No matter the net worth, I only get 24 hours of time a day. This very hard limit places fundamental restrictions on potential ERE strategies.
I document decently-detailed daily diaries. I originally started doing this to figure out where all my time was going and why I felt like I was accomplishing so little with so much time expended. After a few years of doing this I think I have a fairly good idea of what I really spend time on.
I have a spreadsheet I made a few years ago that summarizes how I use my time, inspired by this xkcd comic. I mostly use it to schedule and track things like annual deep cleaning, but it is a useful tool to re-evaluate my activities and look for web-of-goals optimizations (excerpt below):



This exercise has helped me realize some other core truths about myself:
I only have about 30 hours/week of creative, productive capability.
- About 20 hours of this are expended at work.
- The remaining time I spend at work is dissipated in other ways, both mandated by management (i.e. being in a flow state, pointless meetings, mindless busywork) and reclaimed by myself (darn socks at lunch, read the news, text my wife).
I have about 20 hours/week of social obligations.
- The majority of this time goes to my wife - at less than two hours/day, I start to feel disconnected.
- Maintaining a close friendship takes me at least 1-2 hours a week. I have many friends that I deeply trust, but only one or two really close ones.
~82 hours/week on household and physiological maintenance
- Only about 15 hours/week of this is actually avoidable via lifestyle design or spending money (take-out instead of cooking, hiring cleaners). Much of the time "saved" would be clawed back due to waiting for services as well. This is why I never eat take-out for lunch.
- Sleep, cooking and exercise are the most frequently-occurring activities. Hence they are the easiest to cut back on to free up time elsewhere. No wonder workers are always short on them. I can't imagine what parents go through.
~36 hours is used on passive activities - consuming media, being in a flow state via play or work, simply waiting, or goofing off.
- This is unwinding/decompression/down-time.
- I've tried to convert this to productive time. I cannot sustain it over more than a few weeks without burning out. Reject workism!
How the time budget relates to retirement strategy
The ERE method is broadly to save excess earnings for an irreducible spending baseline while building income-producing skills, then use those skills to make up the goods/income deficit. New income-producing skills are built using surplus productive time. The retirement strategy necessarily relies on income from this source. For this analysis, I'm going to assume that part-time work doesn't exist, which can be the case for some professions.

The MMM method is to save excess earnings for all spending, then cease earning employment income. The majority of people on this board follow this strategy. No new income-producing skills are acquired. Instead, existing skills are exploited and often further specialized to earn in excess of the spending baseline. There is no structural reliance on income-producing skills after retirement, the focus is on balancing immediate investment income against future investment income.
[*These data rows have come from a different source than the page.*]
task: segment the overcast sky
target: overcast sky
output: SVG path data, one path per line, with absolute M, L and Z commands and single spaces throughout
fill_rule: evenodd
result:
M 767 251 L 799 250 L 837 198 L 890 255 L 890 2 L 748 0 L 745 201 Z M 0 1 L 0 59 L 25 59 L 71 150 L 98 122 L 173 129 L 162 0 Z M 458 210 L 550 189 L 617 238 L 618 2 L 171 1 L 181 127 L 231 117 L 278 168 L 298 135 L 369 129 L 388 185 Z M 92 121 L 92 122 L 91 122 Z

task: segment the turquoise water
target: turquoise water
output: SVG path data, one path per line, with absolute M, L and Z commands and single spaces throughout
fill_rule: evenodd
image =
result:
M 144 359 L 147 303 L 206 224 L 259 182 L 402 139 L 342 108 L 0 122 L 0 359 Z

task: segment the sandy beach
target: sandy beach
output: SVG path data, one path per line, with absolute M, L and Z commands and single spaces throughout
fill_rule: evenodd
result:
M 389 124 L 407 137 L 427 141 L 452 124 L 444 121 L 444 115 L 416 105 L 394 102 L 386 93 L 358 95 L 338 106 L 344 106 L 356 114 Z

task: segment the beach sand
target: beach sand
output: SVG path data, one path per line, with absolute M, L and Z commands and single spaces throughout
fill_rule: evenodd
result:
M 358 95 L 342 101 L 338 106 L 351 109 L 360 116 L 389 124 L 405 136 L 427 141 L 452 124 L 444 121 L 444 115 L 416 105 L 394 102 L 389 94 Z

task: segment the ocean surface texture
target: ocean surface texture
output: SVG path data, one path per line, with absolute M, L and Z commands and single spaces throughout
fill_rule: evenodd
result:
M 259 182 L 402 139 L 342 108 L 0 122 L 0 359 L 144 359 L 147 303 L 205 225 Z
So a limit imposed on the ERE strategy is availability of surplus time. Someone working full-time might have 5-20 hours of this available. A worker with kids might have 0. If 1,000 hours are required to build a skill up to a level sufficient to earn income, this means 1-4 years before this skill is ready to be deployed, assuming no overlap between work and the skill being developed. If two or three skills are desired, that may well be 3-12 years. At a very high savings rate, net worth from working could easily achieve a MMM-style retirement before these skills are ready to be used.

Without sufficient surplus productive time, earning to FI may be exactly as fast as the ERE strategy. With the salaryman's perceived risk from being jobless and their immediate (and often high) value to their employer, the ERE strategy starts to look a bit redundant. I believe this is why many participants here pursue the MMM strategy.
Putting it back together
I think it is interesting to look at FIRE strategies from a time-management perspective as I feel it was not addressed in the book. We have a very limited amount of time, and understanding how it is used is critical to setting achievable goals. Our society seems set up to produce many more MMM-type retirees than ERE-type.
I am using this tool to try and optimize my lifestyle by identifying simple ways to collapse activities together (e.g. listening to an audiobook while preparing dinner) or cutting out insufficiently productive activities altogether. I think at a high ERE level, every level of the hierarchy of needs should be satisfied with each activity one does.
Managing money, developing skills and ERE in general takes time and practice. The amount of focused, productive time we have is far less than our nominal waking time. Somebody with chronic illness or disability, someone working multiple jobs, or a caregiver could very well be too physically and mentally exhausted to pursue FI, much less ERE at a textbook pace. Because of these time limitations, I try to be mindful of my privilege when reading criticisms of ERE or early retirement in general.